Most (space-time) efficient way to delete files in the background on Unix like operating systems.
Deleting Items from Filesystems on Unix like systems traditionally requires that one has to recurse into each sub-directory and unlink each entry. This has some drawbacks.
Summary
Plan
** Optimizations/Notes
The Database could grow excessively large, only add files with a size over some configured threshold to it.
While moving data into the 'rmrfd' directories for asynchronous deletion is simple, it may be not sufficient for some use cases. For this a simple API exits.
** Remove 'path' from the filesystem
The 'sync' argument can be one of the following: * -1 :: Asynchronous deletion. The function will return immediately. * 0 :: Synchronous deletion. Return as soon the size to be freed (inventory created) is known. This is useful when the caller only needs to know how much space eventually will be freed. * 1..100 :: Synchronous deletion. Return when as much percent of the space is freed. With this the caller can block until space becomes really available. Due to the nature how filesystems store data this will be inaccurate and the caller has to put more safeguards into place. Being able to limit this by some percentage allows for reasonably fast return while the bulk of slow deletions may still progress in the background.

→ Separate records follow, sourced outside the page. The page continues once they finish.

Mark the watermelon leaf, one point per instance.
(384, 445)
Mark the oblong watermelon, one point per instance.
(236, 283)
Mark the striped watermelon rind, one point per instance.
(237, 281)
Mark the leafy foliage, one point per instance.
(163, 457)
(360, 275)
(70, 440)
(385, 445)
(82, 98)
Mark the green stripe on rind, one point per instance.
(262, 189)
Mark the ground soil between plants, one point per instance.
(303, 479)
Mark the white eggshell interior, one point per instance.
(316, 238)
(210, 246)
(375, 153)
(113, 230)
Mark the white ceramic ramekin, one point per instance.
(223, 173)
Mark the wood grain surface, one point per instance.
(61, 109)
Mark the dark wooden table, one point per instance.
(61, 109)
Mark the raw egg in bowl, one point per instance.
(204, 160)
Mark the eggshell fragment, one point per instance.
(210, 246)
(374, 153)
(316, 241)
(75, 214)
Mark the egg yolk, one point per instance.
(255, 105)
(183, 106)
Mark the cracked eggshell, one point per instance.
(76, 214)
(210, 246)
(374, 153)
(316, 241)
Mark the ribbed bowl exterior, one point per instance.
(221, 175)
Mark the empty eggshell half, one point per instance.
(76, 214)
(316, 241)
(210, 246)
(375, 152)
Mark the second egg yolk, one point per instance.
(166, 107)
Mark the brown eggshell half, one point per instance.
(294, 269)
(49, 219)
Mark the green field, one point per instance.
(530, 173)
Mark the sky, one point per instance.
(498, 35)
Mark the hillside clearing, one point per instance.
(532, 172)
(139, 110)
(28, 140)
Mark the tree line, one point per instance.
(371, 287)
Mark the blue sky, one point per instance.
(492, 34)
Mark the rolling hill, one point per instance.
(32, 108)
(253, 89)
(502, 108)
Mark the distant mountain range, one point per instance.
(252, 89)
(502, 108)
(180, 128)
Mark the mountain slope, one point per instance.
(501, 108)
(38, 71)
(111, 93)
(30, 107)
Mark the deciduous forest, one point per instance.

* Return * 0 :: when asynchronous removal was requested and accepted. * Number of (1k) blocks it will free :: on synchronous removal. * an error code (negative number) :: when anything got wrong.
* Implementation details
This API is a library that operates in the caller context. It connects to the 'rmrfd' over a local socket. Messages between the library and the 'rmrfd' are only informal. The movement of the data into the 'rmrfd' directory will be done by the API itself, thus there is no worry about security implications.
** Protocol
The API opens a session to the daemon for each call, after that a Request/Response textual protocol (with nul terminators) is used. In case of any Error the session ends. Protocol examples are given below for the successful cases, while any request can as well fail with an error number ~ERR nnn\0~.
Query for a given path which 'rmrf' directory to use. There must be an existing 'rmrf' directory on the same filesysystem as the to be deleted object. Further as safeguard this directory must be either on the same directory level or above. Thus with proper placement of 'rmrf' directories one has some limited control over what could be deleted.
Send: PATH /foo/bar/baz\0 Receive: OK /foo/bar/.rmrf/$TMPDIR/\0
Note that the rmrfd reserves and returns a temporary directory for the operations to prevent name collisions.
Move the to be deleted data into the returned temporary directory
In case this fails for some reason the session can just be terminated by closing the fd.
Set the sync policy, start deleting
Send: SYNC 85\0 Receive: OK 12345678\0 // return freed size after a while
A simple commandline utility 'rmrf' that calls above API can be implemented.